Conservateur en chef des forêts, Amir Hossain Chowdhury attribue d'abord ces difficultés à la patte humaine.

Selon lui, la montée des eaux de la mer et la salinité croissante des sols qui en résultent ont détérioré les terres agricoles et poussé les habitants à empiéter sur le territoire des tigres.

Sans conflit majeur depuis 2018, assure un garde forestier, AZM Hasanut Rahman. Mais "l'empreinte humaine s'est élargie et a dégradé les conditions de vie de nombreuses espèces, dont les tigres", résume M. Chowdhury.

La chasse et le braconnage constituent l'autre menace qui pèse sur les félins.

La Constitution du Bangladesh garantit depuis 1972 la protection de la biodiversité. Et depuis 2012, une loi punit ceux qui tuent un éléphant ou un tigre de sept ans d'emprisonnement et d'une lourde amende.

Dissuasif ? Apparemment pas. En janvier encore, un tigre du Bengale a été retrouvé pris dans un piège.

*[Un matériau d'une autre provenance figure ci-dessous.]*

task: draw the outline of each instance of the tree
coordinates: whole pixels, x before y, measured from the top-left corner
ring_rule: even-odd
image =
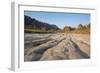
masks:
[[[66,32],[69,32],[70,30],[71,30],[70,26],[65,26],[63,29],[63,32],[66,33]]]

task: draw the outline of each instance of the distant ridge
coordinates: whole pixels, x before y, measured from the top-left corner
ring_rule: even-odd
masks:
[[[57,31],[60,29],[56,25],[45,23],[26,15],[24,15],[24,25],[25,29],[39,29],[39,30],[52,30],[52,31]]]

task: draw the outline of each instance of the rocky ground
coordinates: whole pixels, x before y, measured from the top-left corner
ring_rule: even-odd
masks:
[[[24,61],[90,58],[89,34],[25,34]]]

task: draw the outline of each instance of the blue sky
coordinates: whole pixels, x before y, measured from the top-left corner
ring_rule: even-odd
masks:
[[[64,26],[76,27],[78,24],[90,23],[90,14],[85,13],[24,11],[24,15],[49,24],[55,24],[59,28]]]

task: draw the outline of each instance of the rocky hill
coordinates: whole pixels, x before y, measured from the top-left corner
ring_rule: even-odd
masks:
[[[45,23],[26,15],[24,15],[24,26],[25,29],[39,29],[45,31],[57,31],[60,29],[56,25]]]

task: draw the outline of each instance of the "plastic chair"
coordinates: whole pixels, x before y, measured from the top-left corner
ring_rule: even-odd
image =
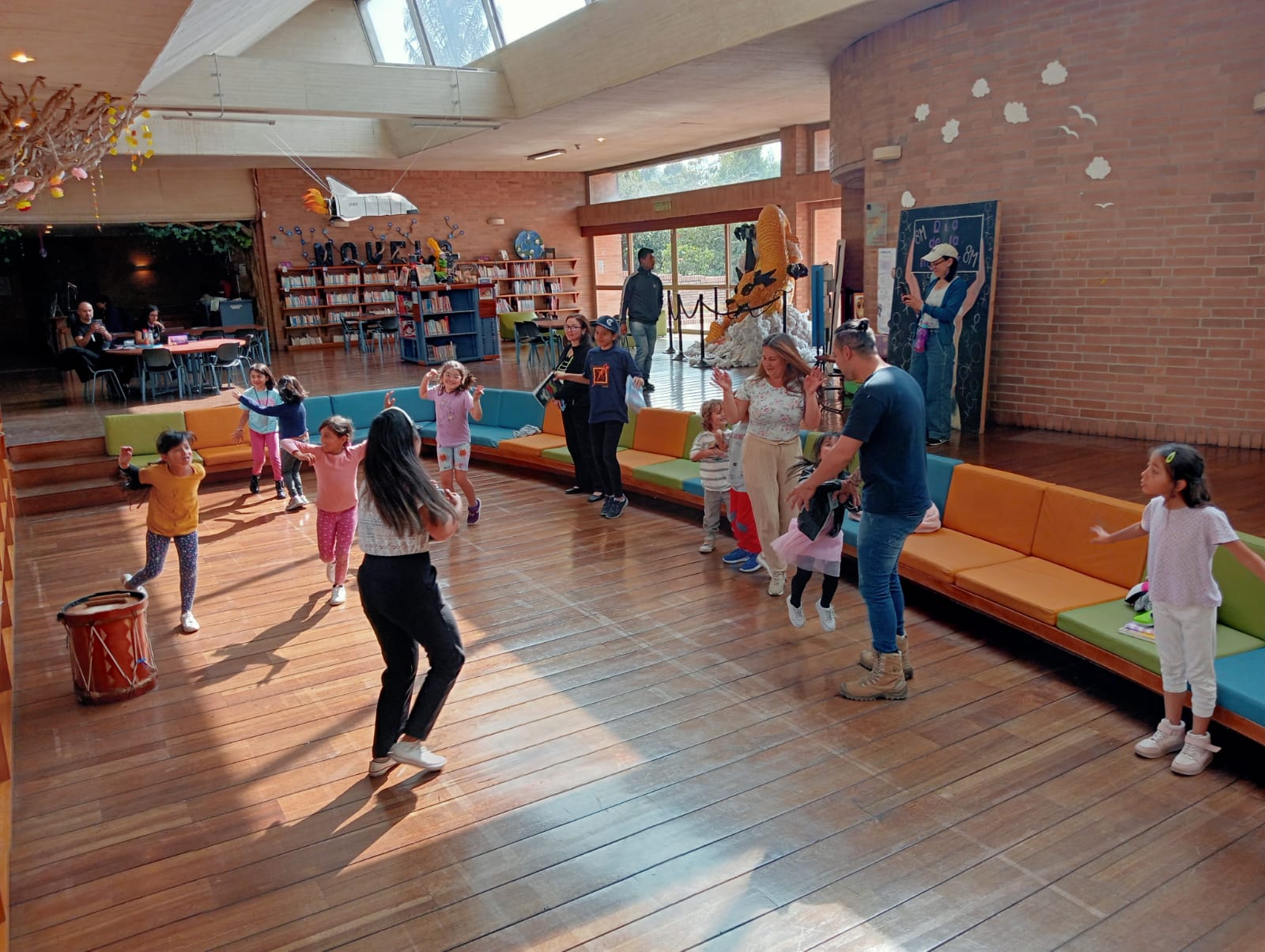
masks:
[[[140,399],[147,399],[145,394],[158,396],[159,390],[157,382],[159,379],[166,377],[167,390],[162,392],[172,392],[175,390],[178,396],[185,399],[185,367],[177,361],[171,351],[167,349],[154,349],[154,351],[142,351],[140,352]]]
[[[528,344],[528,368],[536,361],[546,362],[549,342],[534,320],[520,320],[514,325],[514,362],[522,363],[522,344]]]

Les braconniers continent à hanter les forêts en quête de peau, de dents ou d'os de tigres, prisés des tenants de la médecine traditionnelle chinoise ou des collectionneurs du monde entier.

Selon l'expert Nasir Uddin, plusieurs groupes criminels se partagent ce juteux marché.

- "Ecosystème menacé" -

"Parfois, ils tuent des tigres sur un ordre venu du Bangladesh ou d'ailleurs. Parfois ils le font aussi pour se protéger des tigres qui pourraient les attaquer", détaille-t-il.

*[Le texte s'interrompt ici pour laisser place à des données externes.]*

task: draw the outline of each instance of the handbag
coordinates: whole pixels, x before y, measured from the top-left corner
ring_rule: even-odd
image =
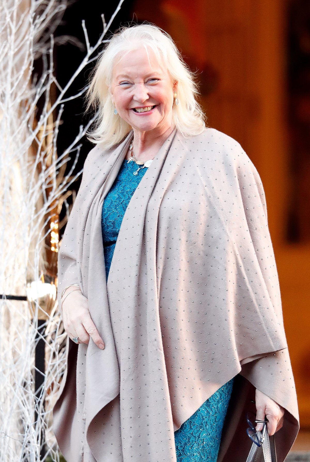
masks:
[[[274,438],[268,434],[266,423],[261,432],[258,430],[256,434],[260,445],[253,442],[246,462],[277,462]]]

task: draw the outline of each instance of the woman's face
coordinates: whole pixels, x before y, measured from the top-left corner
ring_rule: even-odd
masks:
[[[152,49],[129,52],[115,65],[110,87],[112,101],[122,119],[134,132],[154,130],[156,136],[172,125],[173,93],[171,81]]]

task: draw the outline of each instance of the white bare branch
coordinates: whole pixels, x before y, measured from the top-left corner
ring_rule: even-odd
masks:
[[[53,33],[67,1],[0,0],[0,462],[36,462],[48,456],[59,461],[51,409],[66,367],[67,335],[55,301],[55,275],[47,277],[47,242],[62,204],[68,214],[67,200],[75,197],[70,188],[80,173],[75,172],[81,140],[96,116],[79,127],[63,152],[57,152],[56,142],[66,103],[88,88],[75,93],[72,84],[101,54],[123,0],[107,24],[102,16],[103,31],[94,45],[82,22],[85,43],[77,46],[85,55],[63,87],[54,75]],[[73,42],[64,36],[56,43],[65,40]],[[36,76],[39,58],[43,71]],[[52,85],[58,92],[54,100]],[[43,289],[44,296],[39,292]],[[28,302],[5,296],[26,294]],[[36,392],[36,371],[41,373],[35,351],[40,341],[46,371]]]

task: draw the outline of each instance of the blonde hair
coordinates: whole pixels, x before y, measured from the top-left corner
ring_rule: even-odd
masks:
[[[87,134],[88,139],[95,144],[103,142],[107,148],[110,147],[119,143],[132,129],[119,116],[114,114],[109,87],[116,57],[141,46],[147,52],[148,49],[152,49],[158,61],[165,64],[171,81],[177,82],[179,103],[173,104],[172,111],[176,127],[186,137],[199,134],[205,128],[205,115],[196,100],[199,91],[194,74],[170,35],[156,26],[143,24],[122,27],[115,33],[91,74],[86,110],[92,106],[98,116]]]

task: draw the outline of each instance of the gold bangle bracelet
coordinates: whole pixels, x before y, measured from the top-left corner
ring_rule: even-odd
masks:
[[[68,295],[70,295],[70,293],[72,293],[73,292],[77,292],[78,290],[81,290],[80,289],[73,289],[73,290],[71,290],[70,291],[70,292],[68,292],[68,293],[67,294],[66,294],[66,295],[65,295],[65,297],[64,297],[63,299],[61,299],[61,308],[62,308],[62,304],[65,301],[65,300],[67,298],[68,296]]]
[[[67,289],[68,289],[69,287],[72,287],[73,286],[76,286],[76,287],[79,287],[79,289],[80,290],[81,290],[81,288],[79,286],[79,284],[70,284],[70,286],[67,286],[66,287],[65,287],[65,288],[64,289],[64,290],[62,291],[62,292],[61,293],[61,298],[62,298],[62,297],[63,297],[63,294],[64,294],[65,292],[67,290]]]

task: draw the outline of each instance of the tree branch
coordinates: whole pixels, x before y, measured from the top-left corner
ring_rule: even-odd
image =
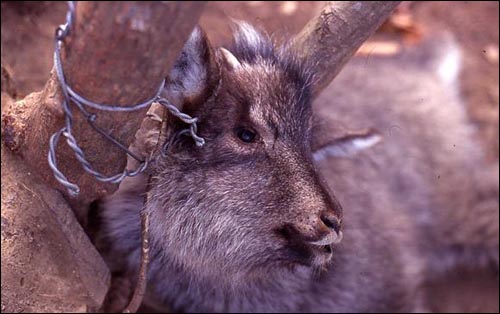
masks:
[[[295,49],[314,67],[317,96],[400,1],[334,1],[294,38]]]
[[[69,85],[98,103],[127,106],[151,98],[168,75],[204,5],[194,1],[78,2],[74,27],[62,51]],[[66,193],[47,163],[49,138],[64,125],[60,103],[60,89],[52,71],[43,91],[28,95],[2,113],[2,138],[44,180]],[[126,155],[95,132],[77,111],[73,133],[88,160],[108,175],[122,171]],[[128,146],[146,111],[95,112],[96,123]],[[64,141],[60,147],[59,168],[81,188],[73,205],[86,206],[116,189],[86,174]],[[82,221],[84,215],[77,214]]]

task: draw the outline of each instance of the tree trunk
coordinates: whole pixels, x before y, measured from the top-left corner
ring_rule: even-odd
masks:
[[[198,21],[204,2],[78,2],[76,19],[62,49],[67,82],[97,103],[131,106],[155,95]],[[47,163],[50,136],[64,126],[55,72],[43,91],[32,93],[2,113],[2,138],[41,177],[64,194]],[[96,112],[96,123],[128,146],[147,109],[129,113]],[[123,170],[126,154],[93,130],[73,107],[75,135],[96,170]],[[71,198],[80,221],[87,205],[116,189],[87,174],[61,138],[59,169],[80,187]]]
[[[317,96],[337,76],[361,44],[401,1],[334,1],[294,38],[301,57],[315,69]]]

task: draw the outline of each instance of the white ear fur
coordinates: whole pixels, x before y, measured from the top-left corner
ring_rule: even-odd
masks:
[[[381,140],[382,136],[374,130],[347,134],[313,152],[313,159],[321,161],[328,157],[351,157],[376,145]]]
[[[236,59],[236,57],[226,48],[219,48],[219,51],[222,53],[226,64],[230,67],[231,70],[236,70],[241,67],[240,61]]]
[[[204,59],[206,49],[209,49],[206,37],[196,27],[167,79],[165,96],[174,104],[180,105],[183,99],[194,98],[204,91],[210,66],[210,61]]]

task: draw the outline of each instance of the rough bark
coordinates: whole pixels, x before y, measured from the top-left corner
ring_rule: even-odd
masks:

La chasse d'autres proies menace également les félins, comme celle des cerfs, qui constituent 80% de leur régime. Une étude a estimé en 2013 à 11.000 le nombre de cerfs abattus chaque année dans la région.

"Si un tigre est tué dans les Sundarbans, tout l'équilibre de l'écosystème est menacé. Et si un cerf est tué, c'est toute la chaîne alimentaire qui est perturbée", résume le Pr. Aziz. "Ca peut pousser le tigre à s'approcher des villages et à les attaquer".

Et le dérèglement climatique n'arrange rien. En plus d'accélérer la montée des eaux et d'augmenter le nombre d'épisodes météorologiques violents, il redessine ou élargit les lits des cours d'eau, perturbant les zones de chasse des félins.

"On leur a creusé des mares pour qu'ils puissent boire, mais on a vu des braconniers y déposer de la nourriture empoisonnée", souligne le conservateur Chowdhury.

Le nombre de tigres répertoriés dans le monde est passé de 3.200 en 2010 à plus de 5.500 en 2023, selon le Fonds mondial pour la nature (WWF).

Alors, en dépit de ces difficultés, le Dr Abishek Harihar, de l'ONG Panthera, reste optimiste. "Les efforts de préservation ont empêché la chute du nombre de tigres et permettront peut-être la survie de l'espèce à long terme".